So Pompeo Said It
Oom-pah-pah, oom-pah-pah, Trump-Pompeo, Trump-Pompeo. “The establishment of Israeli civilian settlements in the West Bank is not per se inconsistent with international law.” The Trump-Pompeo declaration is worth about as much as the statement that the Earth is flat. Trump-Pompeo can push on the Earth from both sides, rest their chins on it until their faces turn as red as a ripe strawberry – and the ball will remain round. Or elliptical, to be more precise.
But the declaration brings back into our consciousness the question, which in the past was asked many times in the Supreme Court: What is the source of the legal authority by which the State of Israel imposes a military government on some two and a half million people, who have been born and died, who are being born and dying for the 52 years in the occupied territories? In recent years the question has disappeared. It happened when the military government of the occupied territories became almost obvious, and the territories were absorbed into the scarred tissue of Israeli society. So much face lifting. So much concealment.
Anyone who is searching through Knesset legislation will not find any mention of the occupied territories, the military governor, military orders, checkpoints, banned entry, work permits, wanted men, prisons, courts, the authority of the Shin Bet, arrests, imprisonment, administrative detention, family reunification, family separation – nothing of the daily life of the residents of the territories, which is completely controlled by the military government, is to be found in legislation, only in the directives of the military governor. Beginning on June 6, 1967, from the first order on the arrangements of government and law, which was signed by Maj. Gen. Chaim Herzog, the first military commander of the territories – and up through today.
Thousands of directives and orders, which were issued under the authority of the international law that regulates the control in occupied territory, according to which every country of the culture that learned the lessons of the Great War and World War II, which are included in the Hague Conventions and the Fourth Geneva Convention of 1949 – which Israel signed, but the Knesset never approved – discuss the protection of a civilian population during war between nations or under belligerent occupation. The Geneva Convention forbids deportations and house demolition, and especially the transfer of the population of the occupying nation to the occupied nations, out of the understanding that such a transfer – or encouragement of the movement of the population from the occupier to the occupied – will necessarily create a situation in which the local population has an inferior status than the population of the occupying country.
International law is the source of the authority of the military commander. Not a divine promise, not a messianic vision, but the law of nations, which wanted the Geneva Convention to protect the occupied population, who are called in the convention “protected persons,” because the authors knew how vulnerable and weak the residents of the occupied territories were, how much they were subject to the good will of the conqueror, who viewed them as enemies.
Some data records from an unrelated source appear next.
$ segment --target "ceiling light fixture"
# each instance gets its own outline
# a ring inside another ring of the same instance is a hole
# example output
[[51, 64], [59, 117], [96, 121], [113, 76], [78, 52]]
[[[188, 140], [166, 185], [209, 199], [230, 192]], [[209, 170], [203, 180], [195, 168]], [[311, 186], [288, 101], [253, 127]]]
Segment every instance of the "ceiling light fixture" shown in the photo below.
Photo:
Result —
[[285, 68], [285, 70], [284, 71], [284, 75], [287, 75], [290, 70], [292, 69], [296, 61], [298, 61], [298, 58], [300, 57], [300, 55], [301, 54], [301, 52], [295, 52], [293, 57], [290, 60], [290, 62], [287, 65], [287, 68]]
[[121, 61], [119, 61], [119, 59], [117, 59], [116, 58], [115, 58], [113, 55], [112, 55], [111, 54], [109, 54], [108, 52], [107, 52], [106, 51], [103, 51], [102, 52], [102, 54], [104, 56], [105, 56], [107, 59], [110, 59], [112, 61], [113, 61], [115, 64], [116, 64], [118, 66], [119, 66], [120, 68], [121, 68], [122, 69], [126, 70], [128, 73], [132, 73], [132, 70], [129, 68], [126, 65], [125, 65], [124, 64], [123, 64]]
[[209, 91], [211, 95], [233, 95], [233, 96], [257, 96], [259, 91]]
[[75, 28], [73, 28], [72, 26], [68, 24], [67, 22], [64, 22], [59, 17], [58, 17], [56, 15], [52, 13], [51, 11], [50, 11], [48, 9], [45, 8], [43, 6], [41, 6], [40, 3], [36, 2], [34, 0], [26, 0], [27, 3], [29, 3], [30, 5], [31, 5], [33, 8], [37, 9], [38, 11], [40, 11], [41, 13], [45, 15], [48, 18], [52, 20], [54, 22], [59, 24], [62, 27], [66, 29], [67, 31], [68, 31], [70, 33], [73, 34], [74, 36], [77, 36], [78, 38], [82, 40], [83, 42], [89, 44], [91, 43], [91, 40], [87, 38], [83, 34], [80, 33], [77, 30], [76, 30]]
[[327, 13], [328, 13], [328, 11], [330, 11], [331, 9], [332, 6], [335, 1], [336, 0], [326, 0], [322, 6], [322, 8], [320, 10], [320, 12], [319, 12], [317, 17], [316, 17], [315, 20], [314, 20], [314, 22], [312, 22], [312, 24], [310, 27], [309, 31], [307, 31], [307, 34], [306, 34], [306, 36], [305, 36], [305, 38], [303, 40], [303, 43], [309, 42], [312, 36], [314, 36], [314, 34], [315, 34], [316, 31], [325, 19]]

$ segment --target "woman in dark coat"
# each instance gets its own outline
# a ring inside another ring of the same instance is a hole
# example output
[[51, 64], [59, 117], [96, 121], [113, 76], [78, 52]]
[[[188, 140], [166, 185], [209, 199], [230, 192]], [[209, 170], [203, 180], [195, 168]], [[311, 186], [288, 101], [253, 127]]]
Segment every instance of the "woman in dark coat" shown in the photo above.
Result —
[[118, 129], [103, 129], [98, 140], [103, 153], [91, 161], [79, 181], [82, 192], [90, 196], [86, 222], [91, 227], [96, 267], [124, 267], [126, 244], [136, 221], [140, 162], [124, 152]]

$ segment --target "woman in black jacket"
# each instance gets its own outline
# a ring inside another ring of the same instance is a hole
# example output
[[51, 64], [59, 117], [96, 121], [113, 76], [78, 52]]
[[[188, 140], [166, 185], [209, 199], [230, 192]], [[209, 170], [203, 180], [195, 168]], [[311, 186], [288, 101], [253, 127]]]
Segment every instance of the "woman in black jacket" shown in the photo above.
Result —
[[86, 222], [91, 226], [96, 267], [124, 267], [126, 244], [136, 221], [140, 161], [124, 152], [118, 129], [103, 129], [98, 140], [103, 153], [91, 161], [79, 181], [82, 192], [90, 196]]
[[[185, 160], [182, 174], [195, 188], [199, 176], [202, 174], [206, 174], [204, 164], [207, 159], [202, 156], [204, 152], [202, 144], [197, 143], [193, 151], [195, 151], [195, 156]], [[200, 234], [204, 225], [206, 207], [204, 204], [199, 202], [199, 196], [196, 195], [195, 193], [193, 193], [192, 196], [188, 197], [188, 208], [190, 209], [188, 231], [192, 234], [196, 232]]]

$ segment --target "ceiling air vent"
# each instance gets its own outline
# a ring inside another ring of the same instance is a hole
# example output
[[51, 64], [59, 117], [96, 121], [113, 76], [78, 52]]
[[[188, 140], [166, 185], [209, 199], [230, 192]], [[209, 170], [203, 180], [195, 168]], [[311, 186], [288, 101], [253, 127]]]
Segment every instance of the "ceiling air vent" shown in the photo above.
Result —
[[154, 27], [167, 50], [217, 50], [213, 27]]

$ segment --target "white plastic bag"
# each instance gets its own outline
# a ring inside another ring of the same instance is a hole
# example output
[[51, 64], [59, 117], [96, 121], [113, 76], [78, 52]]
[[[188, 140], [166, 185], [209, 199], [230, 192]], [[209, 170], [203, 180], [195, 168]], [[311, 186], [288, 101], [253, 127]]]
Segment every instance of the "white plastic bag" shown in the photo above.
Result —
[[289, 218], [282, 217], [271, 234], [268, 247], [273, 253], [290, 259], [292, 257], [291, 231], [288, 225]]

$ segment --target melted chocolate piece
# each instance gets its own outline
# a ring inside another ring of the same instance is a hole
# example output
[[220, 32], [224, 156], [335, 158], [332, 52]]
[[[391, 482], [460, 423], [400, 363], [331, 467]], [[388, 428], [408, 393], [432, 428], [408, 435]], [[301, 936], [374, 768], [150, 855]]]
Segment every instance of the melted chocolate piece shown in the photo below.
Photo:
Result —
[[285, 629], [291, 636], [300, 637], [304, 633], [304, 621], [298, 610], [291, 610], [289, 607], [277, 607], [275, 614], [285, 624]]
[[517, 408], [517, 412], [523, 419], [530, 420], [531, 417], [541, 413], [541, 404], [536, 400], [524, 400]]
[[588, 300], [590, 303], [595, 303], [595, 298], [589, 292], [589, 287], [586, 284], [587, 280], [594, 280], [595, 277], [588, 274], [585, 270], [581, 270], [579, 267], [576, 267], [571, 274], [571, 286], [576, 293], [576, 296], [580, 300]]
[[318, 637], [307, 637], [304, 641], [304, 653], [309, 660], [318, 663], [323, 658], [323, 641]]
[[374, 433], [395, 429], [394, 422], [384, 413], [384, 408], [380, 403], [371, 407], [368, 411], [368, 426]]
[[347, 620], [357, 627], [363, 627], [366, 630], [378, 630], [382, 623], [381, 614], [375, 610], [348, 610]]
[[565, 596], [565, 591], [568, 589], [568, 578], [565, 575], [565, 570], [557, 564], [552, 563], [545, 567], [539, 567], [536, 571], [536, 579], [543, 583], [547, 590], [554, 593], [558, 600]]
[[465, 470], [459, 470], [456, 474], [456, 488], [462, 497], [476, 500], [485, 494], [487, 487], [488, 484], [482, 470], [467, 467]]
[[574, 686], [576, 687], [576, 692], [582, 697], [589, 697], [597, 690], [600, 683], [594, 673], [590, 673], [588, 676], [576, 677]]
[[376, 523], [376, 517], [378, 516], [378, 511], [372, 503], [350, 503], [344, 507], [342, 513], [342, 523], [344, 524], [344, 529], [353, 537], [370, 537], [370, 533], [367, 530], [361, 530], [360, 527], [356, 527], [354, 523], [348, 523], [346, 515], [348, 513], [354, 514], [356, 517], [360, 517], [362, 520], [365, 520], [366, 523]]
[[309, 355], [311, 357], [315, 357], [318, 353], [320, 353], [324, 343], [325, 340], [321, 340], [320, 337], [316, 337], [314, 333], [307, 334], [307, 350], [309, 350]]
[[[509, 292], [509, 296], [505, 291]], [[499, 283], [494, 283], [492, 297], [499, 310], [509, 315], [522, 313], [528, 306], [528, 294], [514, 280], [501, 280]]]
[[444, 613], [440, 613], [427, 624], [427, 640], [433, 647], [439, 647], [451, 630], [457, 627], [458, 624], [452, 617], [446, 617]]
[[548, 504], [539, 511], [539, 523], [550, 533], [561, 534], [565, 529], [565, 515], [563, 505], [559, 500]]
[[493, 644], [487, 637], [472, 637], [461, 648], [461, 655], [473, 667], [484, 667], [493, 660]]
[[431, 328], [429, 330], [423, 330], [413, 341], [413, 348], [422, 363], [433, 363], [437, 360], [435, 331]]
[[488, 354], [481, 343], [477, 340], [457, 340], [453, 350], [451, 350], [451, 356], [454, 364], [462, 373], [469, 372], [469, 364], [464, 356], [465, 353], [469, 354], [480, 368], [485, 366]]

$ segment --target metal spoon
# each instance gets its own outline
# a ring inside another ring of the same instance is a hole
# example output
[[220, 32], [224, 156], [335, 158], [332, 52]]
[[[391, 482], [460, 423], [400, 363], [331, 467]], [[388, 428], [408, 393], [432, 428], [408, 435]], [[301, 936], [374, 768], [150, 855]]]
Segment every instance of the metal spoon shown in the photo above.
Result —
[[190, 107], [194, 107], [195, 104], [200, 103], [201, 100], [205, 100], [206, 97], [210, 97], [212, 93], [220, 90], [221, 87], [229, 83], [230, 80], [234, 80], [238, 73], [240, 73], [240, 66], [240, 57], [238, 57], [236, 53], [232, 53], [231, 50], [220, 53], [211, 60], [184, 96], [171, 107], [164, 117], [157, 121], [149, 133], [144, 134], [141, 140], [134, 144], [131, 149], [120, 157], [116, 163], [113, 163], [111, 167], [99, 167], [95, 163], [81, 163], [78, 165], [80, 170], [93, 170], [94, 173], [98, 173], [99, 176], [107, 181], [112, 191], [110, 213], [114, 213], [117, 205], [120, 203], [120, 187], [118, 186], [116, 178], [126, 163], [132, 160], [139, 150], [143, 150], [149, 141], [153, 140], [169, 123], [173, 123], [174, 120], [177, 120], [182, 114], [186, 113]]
International law granted the occupier the rights of the legislator, judge and punishment – but limited its power to harm the population under its protection with dozens of directives. It does not matter is the occupied territories are ours because they were always ours, or because they did not belong to any country – a claim that was accepted by the committee headed by former Supreme Court Justice Edmond Levy. Either way, if they “belong to us,” then why are they not subject to the legislature, instead of a military government? The former president of the Supreme Court, Meir Shamgar, who dreamed up the occupied territories as the military advocate general, as the attorney general and as president of the Supreme Court, saw his dream fulfilled – the territories would be subject to the grace of the military commander but would not damage the democratic nature of Israel – and with more than just a bit of his help.
International law does not permit the occupier to confiscate thousands of acres of land that are not privately owned, and build cities and communities populated by the occupiers who enjoy all the civil rights of the occupying nation, including the right to vote for their representatives in the Knesset, to be members of Knesset themselves, ministers, judges in the military courts judging their neighbors, the “protected” local residents, and justices of the Supreme Court that is asked to and approves the actions of the military commander.
The main point is that international law views all the military arrangements in the occupied territory as a temporary situation, which is supposed to end a short time after the end of the situation of belligerency. None of its authors imagined the continued existence of a military government, which the local population has no democratic ability to influence, and has no representation in any governmental branch, except possibly for the mayors who have minimal authority – over the period of two generations.